And of course, Ernie discovered his pump’s ruptured diaphragm on a Saturday. So
he sent off a few E-mails and found another wanting project to absorb his
excess time. Come Monday afternoon, no responses. A few calls to the sprayer
manufacturer went straight to voicemail. Monday must be a busy day for these
folks. So, the next logical step is to call the pump manufacturer. Success
favors the prepared mind.
Well, it turns out that the manufacturer must have had a slow day because Ernie
had about 30 minutes with them. They confirmed what Ernie had suspected, he was
the proud owner of a boat anchor. The next task was to contact the local dealer
to source a new pump. The number he was given to the local dealer happened to
be in Washington. And they had no pumps in stock. They did have several on
order, but none in stock.
“Why don’t you call the Oregon dealer? It says they have 7 in stock.” Well why
not, indeed? So Ernie took down the number and called them up. Sure enough,
they did have 7 in stock. Ernie reserved one and confirmed the drive time to be
about an hour. Great, just enough time for lunch. And then the phone rang. It
turns out the pumps were not in the warehouse. “We can’t find them. They are
not where they are supposed to be. But they do have some on order in
Washington.” Great, just great.
Lunch was ready, and this was a problem that was going to have to wait for 30
minutes. At about the 20-minute mark, the phone rings. “We found them.” The
disappearing and reappearing pump is an example of the self-correcting problem.

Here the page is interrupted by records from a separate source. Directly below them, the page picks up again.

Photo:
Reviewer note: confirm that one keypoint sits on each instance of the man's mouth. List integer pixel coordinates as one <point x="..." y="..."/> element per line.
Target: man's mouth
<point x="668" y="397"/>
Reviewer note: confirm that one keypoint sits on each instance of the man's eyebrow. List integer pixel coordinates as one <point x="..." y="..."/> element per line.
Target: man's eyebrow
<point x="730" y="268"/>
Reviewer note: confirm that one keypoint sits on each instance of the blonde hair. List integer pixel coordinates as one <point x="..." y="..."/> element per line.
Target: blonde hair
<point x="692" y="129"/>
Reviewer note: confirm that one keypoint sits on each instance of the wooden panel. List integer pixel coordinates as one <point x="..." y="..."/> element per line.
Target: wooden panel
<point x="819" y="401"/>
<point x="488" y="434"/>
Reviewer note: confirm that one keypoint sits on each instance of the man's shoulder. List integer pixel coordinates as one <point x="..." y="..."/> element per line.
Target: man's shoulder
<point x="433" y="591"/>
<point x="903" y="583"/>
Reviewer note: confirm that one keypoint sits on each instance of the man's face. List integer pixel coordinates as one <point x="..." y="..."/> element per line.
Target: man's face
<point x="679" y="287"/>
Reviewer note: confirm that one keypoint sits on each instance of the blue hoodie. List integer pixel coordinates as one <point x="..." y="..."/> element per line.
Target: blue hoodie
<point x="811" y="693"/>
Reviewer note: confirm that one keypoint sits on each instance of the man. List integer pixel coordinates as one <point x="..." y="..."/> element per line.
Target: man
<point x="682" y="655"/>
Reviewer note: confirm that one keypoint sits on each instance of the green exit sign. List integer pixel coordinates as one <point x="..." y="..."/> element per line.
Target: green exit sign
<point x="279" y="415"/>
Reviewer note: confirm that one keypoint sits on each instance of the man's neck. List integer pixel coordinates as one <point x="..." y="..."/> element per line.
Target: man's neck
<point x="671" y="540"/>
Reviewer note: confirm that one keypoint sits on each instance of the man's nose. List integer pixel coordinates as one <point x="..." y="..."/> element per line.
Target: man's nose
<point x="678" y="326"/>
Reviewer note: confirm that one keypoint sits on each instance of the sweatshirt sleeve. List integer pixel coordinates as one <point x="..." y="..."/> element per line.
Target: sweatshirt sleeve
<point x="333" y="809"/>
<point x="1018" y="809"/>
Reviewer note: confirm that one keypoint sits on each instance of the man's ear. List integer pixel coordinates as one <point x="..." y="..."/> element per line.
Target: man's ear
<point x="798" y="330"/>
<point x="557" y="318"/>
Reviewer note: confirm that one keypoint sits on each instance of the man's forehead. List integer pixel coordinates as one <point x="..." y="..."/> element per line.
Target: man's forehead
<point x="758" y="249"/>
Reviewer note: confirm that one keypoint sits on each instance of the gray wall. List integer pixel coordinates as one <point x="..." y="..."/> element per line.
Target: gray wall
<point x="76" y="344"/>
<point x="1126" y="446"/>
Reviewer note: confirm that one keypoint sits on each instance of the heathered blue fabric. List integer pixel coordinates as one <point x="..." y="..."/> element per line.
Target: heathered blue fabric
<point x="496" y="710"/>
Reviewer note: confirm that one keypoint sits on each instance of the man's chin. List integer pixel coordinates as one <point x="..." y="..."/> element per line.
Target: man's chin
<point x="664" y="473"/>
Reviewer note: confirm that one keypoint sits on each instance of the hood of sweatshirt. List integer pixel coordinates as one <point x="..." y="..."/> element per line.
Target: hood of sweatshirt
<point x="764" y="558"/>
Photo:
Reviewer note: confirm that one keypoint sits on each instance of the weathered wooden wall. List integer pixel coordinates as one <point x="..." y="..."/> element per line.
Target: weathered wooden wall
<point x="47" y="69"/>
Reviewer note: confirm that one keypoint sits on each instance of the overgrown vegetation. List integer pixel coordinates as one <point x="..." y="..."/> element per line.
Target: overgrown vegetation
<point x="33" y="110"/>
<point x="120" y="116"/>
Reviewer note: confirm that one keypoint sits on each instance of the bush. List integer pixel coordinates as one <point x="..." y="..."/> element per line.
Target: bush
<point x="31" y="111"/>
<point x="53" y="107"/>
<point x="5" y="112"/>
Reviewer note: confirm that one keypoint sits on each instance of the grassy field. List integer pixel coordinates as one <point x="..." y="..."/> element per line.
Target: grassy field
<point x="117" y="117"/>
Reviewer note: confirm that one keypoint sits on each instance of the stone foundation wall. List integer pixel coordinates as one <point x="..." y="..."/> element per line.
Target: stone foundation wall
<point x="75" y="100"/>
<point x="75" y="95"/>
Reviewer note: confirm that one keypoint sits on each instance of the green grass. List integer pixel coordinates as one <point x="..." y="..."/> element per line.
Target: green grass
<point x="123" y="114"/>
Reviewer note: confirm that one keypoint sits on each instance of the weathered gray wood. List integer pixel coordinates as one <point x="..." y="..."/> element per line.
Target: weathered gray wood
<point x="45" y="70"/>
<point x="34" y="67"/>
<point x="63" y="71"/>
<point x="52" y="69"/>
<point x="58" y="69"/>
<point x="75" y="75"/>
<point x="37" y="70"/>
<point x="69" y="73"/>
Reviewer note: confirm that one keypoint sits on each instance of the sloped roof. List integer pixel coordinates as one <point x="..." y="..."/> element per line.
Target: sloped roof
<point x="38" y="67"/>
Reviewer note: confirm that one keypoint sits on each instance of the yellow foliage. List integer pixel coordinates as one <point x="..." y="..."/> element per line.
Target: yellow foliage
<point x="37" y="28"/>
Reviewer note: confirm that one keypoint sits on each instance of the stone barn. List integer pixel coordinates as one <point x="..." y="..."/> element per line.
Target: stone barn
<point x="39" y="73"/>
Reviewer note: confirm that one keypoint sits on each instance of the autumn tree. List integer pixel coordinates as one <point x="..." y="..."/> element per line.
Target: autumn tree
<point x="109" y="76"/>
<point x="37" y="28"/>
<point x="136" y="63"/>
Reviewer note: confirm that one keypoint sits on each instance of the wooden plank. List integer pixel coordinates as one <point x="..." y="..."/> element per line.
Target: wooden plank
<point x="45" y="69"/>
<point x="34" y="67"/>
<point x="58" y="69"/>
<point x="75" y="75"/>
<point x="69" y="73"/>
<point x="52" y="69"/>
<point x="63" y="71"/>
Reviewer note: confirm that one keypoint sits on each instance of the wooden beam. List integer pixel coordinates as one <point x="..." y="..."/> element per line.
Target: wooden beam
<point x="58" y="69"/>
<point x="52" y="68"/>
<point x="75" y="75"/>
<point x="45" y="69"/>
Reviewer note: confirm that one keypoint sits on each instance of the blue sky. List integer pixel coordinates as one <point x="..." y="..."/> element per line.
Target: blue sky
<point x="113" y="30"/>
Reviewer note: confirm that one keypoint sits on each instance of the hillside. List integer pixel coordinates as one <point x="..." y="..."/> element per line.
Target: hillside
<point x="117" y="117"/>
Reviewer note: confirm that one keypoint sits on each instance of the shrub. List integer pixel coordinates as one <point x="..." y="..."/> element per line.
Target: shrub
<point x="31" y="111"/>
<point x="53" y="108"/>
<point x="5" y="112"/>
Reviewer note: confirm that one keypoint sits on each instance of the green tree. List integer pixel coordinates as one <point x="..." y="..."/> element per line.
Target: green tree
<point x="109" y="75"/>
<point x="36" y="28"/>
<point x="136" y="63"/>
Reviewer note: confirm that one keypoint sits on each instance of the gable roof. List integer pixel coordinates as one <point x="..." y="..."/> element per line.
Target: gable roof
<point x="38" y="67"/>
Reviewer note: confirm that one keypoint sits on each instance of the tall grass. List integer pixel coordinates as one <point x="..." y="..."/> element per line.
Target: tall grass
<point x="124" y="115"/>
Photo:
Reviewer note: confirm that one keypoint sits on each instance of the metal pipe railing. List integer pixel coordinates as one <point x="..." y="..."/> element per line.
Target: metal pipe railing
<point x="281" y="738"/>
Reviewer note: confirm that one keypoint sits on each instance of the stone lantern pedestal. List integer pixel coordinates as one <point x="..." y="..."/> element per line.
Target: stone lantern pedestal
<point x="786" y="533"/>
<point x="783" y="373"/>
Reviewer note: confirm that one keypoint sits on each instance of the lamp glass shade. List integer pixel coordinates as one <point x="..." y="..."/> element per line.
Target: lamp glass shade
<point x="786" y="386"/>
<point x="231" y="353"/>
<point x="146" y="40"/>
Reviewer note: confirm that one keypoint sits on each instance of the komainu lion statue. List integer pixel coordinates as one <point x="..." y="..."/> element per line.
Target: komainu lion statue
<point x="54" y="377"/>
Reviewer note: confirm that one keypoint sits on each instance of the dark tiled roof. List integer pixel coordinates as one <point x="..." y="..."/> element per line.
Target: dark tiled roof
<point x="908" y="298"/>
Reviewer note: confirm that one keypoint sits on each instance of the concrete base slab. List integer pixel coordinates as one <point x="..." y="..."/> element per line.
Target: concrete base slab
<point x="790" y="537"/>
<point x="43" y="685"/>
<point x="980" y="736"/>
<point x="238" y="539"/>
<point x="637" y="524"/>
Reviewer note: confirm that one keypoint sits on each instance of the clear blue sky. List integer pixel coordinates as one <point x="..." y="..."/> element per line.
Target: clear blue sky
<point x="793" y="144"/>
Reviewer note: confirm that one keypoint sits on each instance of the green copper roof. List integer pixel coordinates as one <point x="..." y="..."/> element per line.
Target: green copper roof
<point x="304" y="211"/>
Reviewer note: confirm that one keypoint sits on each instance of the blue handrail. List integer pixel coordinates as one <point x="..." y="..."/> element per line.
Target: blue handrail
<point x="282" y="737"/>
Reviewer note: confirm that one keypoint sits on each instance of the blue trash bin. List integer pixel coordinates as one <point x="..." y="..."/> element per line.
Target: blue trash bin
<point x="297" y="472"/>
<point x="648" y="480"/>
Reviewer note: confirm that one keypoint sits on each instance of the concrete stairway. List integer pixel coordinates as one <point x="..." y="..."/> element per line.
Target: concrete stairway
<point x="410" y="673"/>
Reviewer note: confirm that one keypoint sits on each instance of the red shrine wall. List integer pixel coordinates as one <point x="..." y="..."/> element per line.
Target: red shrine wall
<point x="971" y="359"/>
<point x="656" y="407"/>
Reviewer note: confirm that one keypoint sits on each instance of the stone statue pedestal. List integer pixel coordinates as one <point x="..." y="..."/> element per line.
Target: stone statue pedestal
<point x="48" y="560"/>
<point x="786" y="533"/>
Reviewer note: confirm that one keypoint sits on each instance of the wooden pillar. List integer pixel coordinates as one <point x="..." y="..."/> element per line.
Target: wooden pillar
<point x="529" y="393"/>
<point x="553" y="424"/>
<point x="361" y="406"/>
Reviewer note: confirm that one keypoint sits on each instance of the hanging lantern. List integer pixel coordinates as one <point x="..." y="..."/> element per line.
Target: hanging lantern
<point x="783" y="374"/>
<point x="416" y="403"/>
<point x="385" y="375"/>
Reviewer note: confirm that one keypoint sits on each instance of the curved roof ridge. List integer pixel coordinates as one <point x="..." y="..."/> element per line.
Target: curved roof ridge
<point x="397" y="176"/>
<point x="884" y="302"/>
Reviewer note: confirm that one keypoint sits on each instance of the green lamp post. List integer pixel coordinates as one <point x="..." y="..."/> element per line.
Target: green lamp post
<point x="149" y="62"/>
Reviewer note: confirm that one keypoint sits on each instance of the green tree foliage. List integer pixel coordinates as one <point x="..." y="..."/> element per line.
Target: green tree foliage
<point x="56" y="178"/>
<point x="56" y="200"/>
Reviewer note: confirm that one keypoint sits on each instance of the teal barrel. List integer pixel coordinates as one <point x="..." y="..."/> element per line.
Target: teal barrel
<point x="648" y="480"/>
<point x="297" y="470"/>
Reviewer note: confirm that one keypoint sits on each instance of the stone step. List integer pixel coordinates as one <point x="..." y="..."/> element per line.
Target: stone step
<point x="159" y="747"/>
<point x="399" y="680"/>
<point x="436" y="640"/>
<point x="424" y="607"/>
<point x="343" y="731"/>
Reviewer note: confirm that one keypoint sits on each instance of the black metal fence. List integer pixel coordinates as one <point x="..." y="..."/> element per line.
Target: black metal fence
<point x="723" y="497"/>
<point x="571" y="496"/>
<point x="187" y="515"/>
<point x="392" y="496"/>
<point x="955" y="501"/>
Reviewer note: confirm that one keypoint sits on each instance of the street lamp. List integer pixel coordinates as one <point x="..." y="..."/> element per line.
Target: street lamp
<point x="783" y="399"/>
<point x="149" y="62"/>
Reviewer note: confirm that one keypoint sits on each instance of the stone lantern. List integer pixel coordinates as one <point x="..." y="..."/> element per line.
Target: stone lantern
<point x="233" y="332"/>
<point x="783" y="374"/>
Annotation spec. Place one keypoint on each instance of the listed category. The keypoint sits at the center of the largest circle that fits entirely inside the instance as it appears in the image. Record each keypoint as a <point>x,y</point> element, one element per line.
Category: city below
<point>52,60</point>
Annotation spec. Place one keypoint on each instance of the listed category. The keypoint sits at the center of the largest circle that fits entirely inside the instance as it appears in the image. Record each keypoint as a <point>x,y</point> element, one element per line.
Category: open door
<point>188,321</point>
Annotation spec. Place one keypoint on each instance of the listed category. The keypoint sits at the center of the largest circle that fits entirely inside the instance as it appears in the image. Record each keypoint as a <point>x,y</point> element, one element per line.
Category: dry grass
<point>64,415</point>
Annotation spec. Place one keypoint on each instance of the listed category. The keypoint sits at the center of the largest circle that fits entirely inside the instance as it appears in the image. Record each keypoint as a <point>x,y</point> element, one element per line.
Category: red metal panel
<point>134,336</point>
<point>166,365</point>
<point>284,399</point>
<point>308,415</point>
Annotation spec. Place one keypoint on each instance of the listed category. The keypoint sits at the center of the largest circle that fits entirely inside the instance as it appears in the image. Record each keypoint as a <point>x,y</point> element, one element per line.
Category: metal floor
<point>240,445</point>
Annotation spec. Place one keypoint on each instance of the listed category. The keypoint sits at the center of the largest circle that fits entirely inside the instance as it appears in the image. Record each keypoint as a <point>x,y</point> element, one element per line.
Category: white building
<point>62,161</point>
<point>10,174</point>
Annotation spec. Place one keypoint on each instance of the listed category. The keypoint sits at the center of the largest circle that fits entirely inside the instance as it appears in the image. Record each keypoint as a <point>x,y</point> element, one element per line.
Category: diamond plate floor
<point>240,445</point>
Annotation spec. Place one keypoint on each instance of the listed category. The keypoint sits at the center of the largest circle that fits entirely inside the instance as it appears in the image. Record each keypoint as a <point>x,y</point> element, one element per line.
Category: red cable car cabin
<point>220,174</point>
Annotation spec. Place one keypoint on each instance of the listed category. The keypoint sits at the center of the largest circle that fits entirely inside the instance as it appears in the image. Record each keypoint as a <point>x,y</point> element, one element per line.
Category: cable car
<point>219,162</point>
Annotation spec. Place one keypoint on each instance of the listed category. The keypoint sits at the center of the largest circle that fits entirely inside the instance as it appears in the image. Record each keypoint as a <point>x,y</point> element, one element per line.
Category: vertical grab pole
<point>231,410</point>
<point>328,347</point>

This is the very best kind of problem to have.
What followed on next was supposed to be a simple pump R&R (remove and
replace). And it was, right up until it came time to remove and replace the
drive gear that was pressed onto the input shaft. “No, you should not have to
take that to a machine shop,” said the voice on the other end of the phone. You
would think after 20 some years farming, Ernie would be less gullible. The next
time you see Ernie, just remember he looks that way for a reason.
It was the rest of the day with a gear puller from his drag racing days that he
removed the drive gear from the failed pumps input shaft. With a strong feeling
of accomplishment and sense of self-reliance, Ernie held the drive gear up to
the new pump’s input shaft. It easily slid down about ¼ inch, with about 3 more
inches to go.
Reality began to seep in like the feeling you get when you realize that last
beer was not necessarily in your best interest. While the path of excess does
lead to knowledge, at some point you reach the point of diminishing returns.
The drive gear has to go on the new input shaft at exactly the same depth of
position as it was on the failed pump’s input shaft. And the only way it is
going to go down that shaft is with a precision application of percussive
maintenance.
Starting with the smallest hammer, a full can of WD-40 and a tape measure, the
disciplined application of force began. Tap, tap tap, whack, whack, whack and
measure. Ok, that was another ¼ inch. Time for a little bigger hammer. The next
day later, with the BFH (Big Farmin’ Hammer), the drive gear was right where it
was supposed to be. Ernie set the pump back in the sprayer and hooked up all of
the hoses and the drive chain. It was the moment of truth. And it WORKED! The
FIRST time! Clearly something was wrong, but whatever that may be, it performed
like a champ all year.
Climate Change Visits the Willamette Valley
In sales they say if you can’t change your people, then it’s time to change
your people. In farming, you put down roots in a piece of dirt that has the
soil characteristics you want in an area that has the climate that will ripen
your desired and saleable crop. For us that means sedimentary soil in the
northern half of the Willamette Valley where we can grow world class wines. And
we respect that each year there will be highs and lows and that the climate
tends to vacillate over the years.
The third major trial of Vintage 2021 was summer heat and drought. Our
record high temperature was 118 degrees recorded on June 28th. That
set a record for the state and a personal best for Dena and Ernie. A second
bout of heat hit us about a month later on July 30th that topped out
at 103 degrees. Our vintage 2021 growing season Degree Days are 2,755. The next
closest vintage was 2003 at 2,699 Degree Days. No matter how you spin it,
that’s pretty farmin’ hot.
September added 404 Degree Days with a high temperature of 94.8 degree recorded
on September 7th at 3:48 pm. The low temperature was 39.7 degree
recorded on September 16th at 5:48 am. October was a return to a
more typical Oregon fall recording 98.4 degree days. The high temperature was
73.8 degrees recorded on October 3rd at 12:36 pm. The low
temperature was 31.6 degrees recorded on October 12th at 6:48 am.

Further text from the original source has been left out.